- The Washington Times - Thursday, October 6, 2016

A drone program launched near Dallas, Texas, this week hopes to boost cellphone network coverage in sports arenas and other densely populated places with the help of flying robots.

The Dallas Cowboy’s home turf hosted a drone demonstration on Wednesday highlighting how AT&T plans to use unmanned aerial vehicles to search for spots where cell signals are weak.

Scouring every inch of the 80,000-seat AT&T Stadium for “dead zones” has previously been a weeklong process that required hauling a 30-pound backpack around the arena and searching for weak signals. By putting the same technology in a remote-controlled drone, however, the telecom said it can screen an entire stadium for weak signals in a matter of hours, reducing the time and resources needed to find every dead zone between end zones.

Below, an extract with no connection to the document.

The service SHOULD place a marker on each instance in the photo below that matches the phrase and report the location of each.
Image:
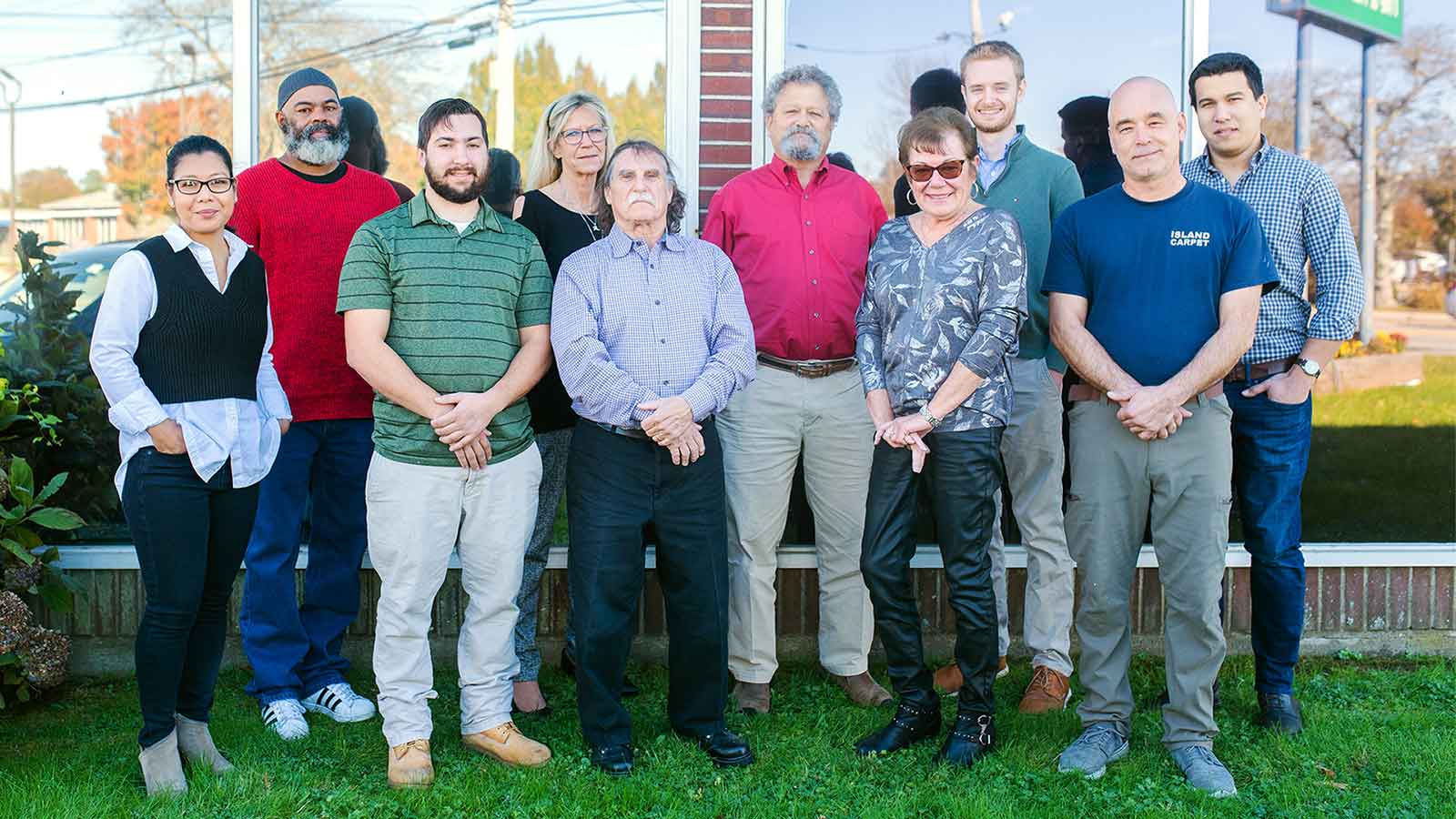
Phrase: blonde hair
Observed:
(542, 167)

As a result, AT&T aims to more quickly find and fix areas with limited coverage so attendees of football games and other events can stay connected even when tens of thousands of people are connected to the same cell network.

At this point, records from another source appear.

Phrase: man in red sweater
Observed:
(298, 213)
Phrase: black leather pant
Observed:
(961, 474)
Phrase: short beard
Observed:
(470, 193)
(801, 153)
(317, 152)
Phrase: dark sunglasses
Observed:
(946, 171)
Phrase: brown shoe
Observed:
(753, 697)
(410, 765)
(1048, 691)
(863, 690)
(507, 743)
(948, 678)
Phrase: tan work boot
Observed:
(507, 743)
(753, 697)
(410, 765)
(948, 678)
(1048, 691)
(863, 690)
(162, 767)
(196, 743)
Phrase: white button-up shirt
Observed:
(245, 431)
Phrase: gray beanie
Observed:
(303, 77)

“We fly drones here so we can understand what is going on at each seat in the stadium so we understand the user frustration,” Art Pregler, AT&T drone program director, explained to a local CBS affiliate. “From that drone information we can target specifically where we need to make upgrades to our network, and we can add that capacity.”

AT&T got the green-light to begin using the drones on Monday and demonstrated the technology to reporters at the stadium two days later.

“As far as I know, I haven’t heard anyone else doing this,” Mr. Pregler told the Dallas Business Journal.

“In the past, we used to walk,” added Paula Doublin, AT&T’s assistant vice president of construction and engineering. “Now, we can fly.”

Mr. Preglar said the new method of using drones to diagnose connection problems could soon be an industry standard.

AT&T’s drones are available to the telecom’s employees in all 50 states as of this week, he said.

Next, Mr. Pregler said AT&T is trying to find a way to implement artificial intelligence to allow the drones to diagnose connectivity problems and find fixes on its own.

“We’re working within AT&T labs to actually have drones make decisions,” he told the Dallas Business Journal.